In Italian, many names end with “-o” : Emilio, Alberto, Mario, Carlo, Leonardo, Lorenzo, Antonio, Giovanni and more.
That vowel gives a word a certain fullness, a rounded finish, the kind of sound that seems to wear a cape even when standing still.
“Sandokan”, to an Italian ear, sounds like someone who will eventually draw a sword.
“Sandakan”, on the other hand, sounds like somewhere you might dock a ship and have an excellent lunch.
So, the shift may not have been deliberate scholarship. It may simply have been instinct.
A place adjusted to fit a story. A harbour recast as a hero. And just like that, a vowel quietly changed the narrative.
Globalisation in Sandokan
Long before we began discussing globalisation in conference rooms with mineral water and PowerPoint slides, it was already happening in stories.
What a story this is. Salgari, an Italian, dreaming of distant seas he never sailed, yet sending his imagination farther than many people with airfare and hotel points.
A Spanish adventurer-turned-priest, Don Carlos Cuarteron, whose remarkable life may well have stirred the former’s imagination.
A German scholar, Dr Bianca M Gerlich, later tracing intriguing threads back to North Borneo – to places such as Kota Marudu and Labuan, and to figures like Syarif Osman.

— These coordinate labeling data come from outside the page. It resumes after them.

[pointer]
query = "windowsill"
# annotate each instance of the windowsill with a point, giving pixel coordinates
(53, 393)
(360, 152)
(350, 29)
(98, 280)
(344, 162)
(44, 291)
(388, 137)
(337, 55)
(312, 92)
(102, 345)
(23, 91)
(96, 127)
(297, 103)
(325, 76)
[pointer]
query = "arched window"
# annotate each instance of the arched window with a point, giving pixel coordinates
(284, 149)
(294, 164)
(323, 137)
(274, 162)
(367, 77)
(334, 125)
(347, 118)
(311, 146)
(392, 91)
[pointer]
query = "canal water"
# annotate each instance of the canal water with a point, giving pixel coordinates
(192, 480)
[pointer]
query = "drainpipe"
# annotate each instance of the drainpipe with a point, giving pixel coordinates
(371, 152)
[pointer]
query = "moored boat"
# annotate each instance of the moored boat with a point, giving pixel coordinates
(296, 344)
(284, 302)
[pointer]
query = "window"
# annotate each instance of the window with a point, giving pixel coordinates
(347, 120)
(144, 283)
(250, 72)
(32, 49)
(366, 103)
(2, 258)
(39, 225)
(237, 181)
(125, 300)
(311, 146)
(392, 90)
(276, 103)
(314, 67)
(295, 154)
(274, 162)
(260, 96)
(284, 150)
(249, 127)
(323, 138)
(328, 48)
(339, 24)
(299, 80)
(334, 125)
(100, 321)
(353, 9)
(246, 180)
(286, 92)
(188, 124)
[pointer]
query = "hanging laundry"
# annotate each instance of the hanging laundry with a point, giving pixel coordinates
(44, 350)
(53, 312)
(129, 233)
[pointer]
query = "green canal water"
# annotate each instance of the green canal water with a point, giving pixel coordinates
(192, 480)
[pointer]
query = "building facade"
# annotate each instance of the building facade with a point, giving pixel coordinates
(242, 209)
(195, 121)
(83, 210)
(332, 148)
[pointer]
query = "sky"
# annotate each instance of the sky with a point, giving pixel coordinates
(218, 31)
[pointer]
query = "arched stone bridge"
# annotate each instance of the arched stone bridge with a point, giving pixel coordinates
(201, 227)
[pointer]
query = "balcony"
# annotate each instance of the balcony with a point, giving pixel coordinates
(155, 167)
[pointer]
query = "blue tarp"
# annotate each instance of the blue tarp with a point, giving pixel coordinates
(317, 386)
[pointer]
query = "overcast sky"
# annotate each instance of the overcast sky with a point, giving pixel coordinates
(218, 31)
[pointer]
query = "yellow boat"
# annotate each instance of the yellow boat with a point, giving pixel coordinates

Then comes cinema, never one to miss a dramatic entrance: famous actors from India’s Kabir Bedi to Turkey’s Can Yaman, carrying Sandokan across continents with sword, stare and suitably heroic hair.
Audiences across Europe and Latin America embraced the tale, while museums and memorials in Italy and Spain helped preserve a legend rooted, however imperfectly, in North Borneo.

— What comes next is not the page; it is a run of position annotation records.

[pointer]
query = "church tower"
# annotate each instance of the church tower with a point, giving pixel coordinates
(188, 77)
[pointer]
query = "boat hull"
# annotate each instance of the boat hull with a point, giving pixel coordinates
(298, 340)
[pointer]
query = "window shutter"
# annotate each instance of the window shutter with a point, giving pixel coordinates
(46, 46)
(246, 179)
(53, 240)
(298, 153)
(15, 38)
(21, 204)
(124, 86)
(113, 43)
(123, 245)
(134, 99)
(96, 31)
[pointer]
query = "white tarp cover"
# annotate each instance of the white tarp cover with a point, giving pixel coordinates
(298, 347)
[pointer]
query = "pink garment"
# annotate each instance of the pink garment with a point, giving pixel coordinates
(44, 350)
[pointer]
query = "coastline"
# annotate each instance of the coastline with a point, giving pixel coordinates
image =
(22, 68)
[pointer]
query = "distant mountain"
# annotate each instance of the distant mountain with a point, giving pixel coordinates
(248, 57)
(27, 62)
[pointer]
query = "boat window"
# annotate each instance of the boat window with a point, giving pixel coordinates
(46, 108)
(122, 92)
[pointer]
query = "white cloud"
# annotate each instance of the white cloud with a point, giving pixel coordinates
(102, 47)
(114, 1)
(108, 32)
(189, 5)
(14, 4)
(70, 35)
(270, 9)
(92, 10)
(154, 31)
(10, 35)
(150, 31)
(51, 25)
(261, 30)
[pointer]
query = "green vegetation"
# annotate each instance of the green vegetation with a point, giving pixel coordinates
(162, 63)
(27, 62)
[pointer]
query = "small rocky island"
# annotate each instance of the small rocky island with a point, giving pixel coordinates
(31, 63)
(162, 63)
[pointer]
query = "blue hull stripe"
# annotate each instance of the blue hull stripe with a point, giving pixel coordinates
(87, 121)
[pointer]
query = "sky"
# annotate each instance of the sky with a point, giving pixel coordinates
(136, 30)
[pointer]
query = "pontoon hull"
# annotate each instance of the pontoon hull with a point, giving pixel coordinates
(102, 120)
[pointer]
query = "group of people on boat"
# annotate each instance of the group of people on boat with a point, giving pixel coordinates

Yet somewhere along the way, the story drifted. The geography blurred.
The narrative packed its bags and, in some retellings, seemed almost to relocate itself away from Sabah.
Which is why the question becomes both obvious and slightly uncomfortable: if the world has already discovered Sandokan, what are Malaysia, Sabah and Sandakan doing to reclaim, interpret and anchor their own side of the story?

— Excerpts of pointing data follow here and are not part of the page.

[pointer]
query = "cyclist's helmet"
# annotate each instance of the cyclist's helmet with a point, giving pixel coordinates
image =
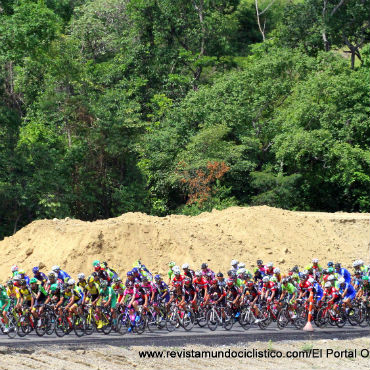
(54, 287)
(14, 268)
(230, 282)
(104, 284)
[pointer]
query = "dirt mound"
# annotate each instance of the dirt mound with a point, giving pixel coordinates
(283, 237)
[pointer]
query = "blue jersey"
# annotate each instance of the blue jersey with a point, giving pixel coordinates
(62, 275)
(351, 292)
(346, 275)
(40, 276)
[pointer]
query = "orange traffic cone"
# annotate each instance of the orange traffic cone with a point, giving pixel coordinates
(308, 326)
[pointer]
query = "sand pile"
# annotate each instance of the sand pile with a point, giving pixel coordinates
(283, 237)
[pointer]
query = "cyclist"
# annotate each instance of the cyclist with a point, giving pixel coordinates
(92, 292)
(39, 296)
(4, 303)
(170, 272)
(109, 298)
(40, 276)
(347, 291)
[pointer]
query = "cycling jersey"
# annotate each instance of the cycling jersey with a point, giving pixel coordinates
(289, 288)
(26, 293)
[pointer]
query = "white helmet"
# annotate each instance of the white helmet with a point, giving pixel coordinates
(14, 268)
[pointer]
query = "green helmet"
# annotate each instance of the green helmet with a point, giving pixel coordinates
(104, 284)
(54, 287)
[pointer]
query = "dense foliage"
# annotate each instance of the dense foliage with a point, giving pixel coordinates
(173, 106)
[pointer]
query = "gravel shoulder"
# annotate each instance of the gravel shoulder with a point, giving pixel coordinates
(112, 357)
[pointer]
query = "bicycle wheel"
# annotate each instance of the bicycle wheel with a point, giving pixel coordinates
(79, 325)
(61, 326)
(282, 319)
(123, 324)
(264, 318)
(352, 316)
(12, 327)
(171, 320)
(188, 320)
(107, 323)
(41, 326)
(245, 319)
(89, 323)
(341, 318)
(229, 319)
(24, 326)
(212, 320)
(200, 317)
(51, 320)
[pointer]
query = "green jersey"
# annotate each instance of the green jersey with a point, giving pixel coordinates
(290, 288)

Even the 50th anniversary of the famous Sandokan television series (1976 to 2026) could become, if handled with imagination, a quiet marketing gift waiting for someone to unwrap.
Here is globalisation without tariffs. Storytelling without borders. Heritage with cinematic reach.
And, if we are alert enough, tourism opportunity with Sabah and Malaysia’s names written all over it.
Sandakan: Not dead, just untold
Which brings us to that rather unfortunate label so lazily pinned on Sandakan by many – “zombie town” – usually because it is seen as lagging in infrastructure, investment and visible development.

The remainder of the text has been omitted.